Can you top these 9 food and wine pairing ideas?

Maybe the proudest day of my wine fan life was when I took a bottle of dry gewurztraminer to a pig roast and was stunned to receive a round of applause.

The honeysuckle aromas, the tart flavors of grapefruit and lychee, the alcoholic heft interacted perfectly with the sweet fatness of the pork to create a whole that was gloriously greater than the sum of its parts.

You’ve been there, right? You can close your eyes and picture that moment – in a restaurant, at your dining room table, around your barbecue grill – when it all came together and you achieved a little moment of nirvana. The usual rules – red wine with red meat, etc. – were transcended in a glorious epiphany.

My philosophy is you should drink what you like. But I also love to hear other wine fans’ peak food/wine matching moments, so I can try them for myself.

So here are some of my favorite food/wine pairings, in no particular order.

▪  Brie with white dessert wine. The sweetness and crisp acids of the wine are great with the creamy, salty cheese. It can be a wallet-busting French sauternes blend of sauvignon blanc and semillon or a more moderate California orange muscat. Pure decadence.

▪  Fried chicken with sparkling wine. This might seem to be a Princess-and-the-Pauper juxtaposition. But the wine’s scrubbing bubbles deftly scour the chicken’s fat from your palate, refreshing it for the next bite. It doesn’t have to be expensive. A Spanish cava or Italian prosecco will do fine.

▪  Raw oysters and bone dry white wine. They say it was a brave woman or man who first pried one open and slurped it. And it was a wise one who first paired the briny morsel with a light, dry, puckery white wine such as a French muscadet or a New Zealand sauvignon blanc. Slurp, smile, repeat.

▪ Spicy Thai curry with succulent white viognier. My favorite Thai dish is chicken with spicy red curry paste, ginger, lemongrass and creamy coconut milk. With it I like the lush, low-acid honeysuckle and peach flavors of viognier. The spicier the better.

▪  Grilled New York strip steak with a muscular California cabernet sauvignon. The fat in a well-marbled steak is cut by the puckery tannins, astringent acids and high alcohol of the wine. It’ll put hair on your chest (yes, yours, too).

▪ Wild boar with Chianti classico. This was a peak culinary moment of my life. In Italy’s Tuscany region, hunters stalk wild boars to stop them from rooting out valuable crops. They roast them and serve them with robust, spicy, black raspberry flavored Chianti classico, based on the sangiovese grape. In South Florida, boars are hunted in the Everglades.

▪  Cheeseburgers with malbec. The cheeseburger is the quintessential American casual meal served around that other American institution, the backyard grill. A lush malbec, loaded with black cherry and dark chocolate flavors, brings out the best in the cheddar-topped meat. Even better with grilled onions.

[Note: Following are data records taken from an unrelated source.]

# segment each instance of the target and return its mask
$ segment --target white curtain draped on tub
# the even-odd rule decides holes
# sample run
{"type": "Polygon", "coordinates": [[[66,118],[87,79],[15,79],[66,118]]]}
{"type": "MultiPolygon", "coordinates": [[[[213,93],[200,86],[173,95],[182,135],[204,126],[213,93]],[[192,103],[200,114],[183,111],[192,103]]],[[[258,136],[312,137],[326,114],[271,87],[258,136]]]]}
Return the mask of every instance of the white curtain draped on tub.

▪  Macaroni ’n’ cheese with Italian lambrusco. Mac ’n’ cheese is the ultimate comfort food. So rich and creamy you hardly need to chew. With it I like the lightly sweet, softly bubbly red Italian wine called lambrusco. Its bubbles cut through the creaminess.

▪  Whitefish en papillote. Delicate white fish topped with herbs and veggies, wrapped in foil or parchment paper and roasted, produces subtle flavors that are sublime with an equally delicate and perfumed pinot gris. Elegant dinner fare.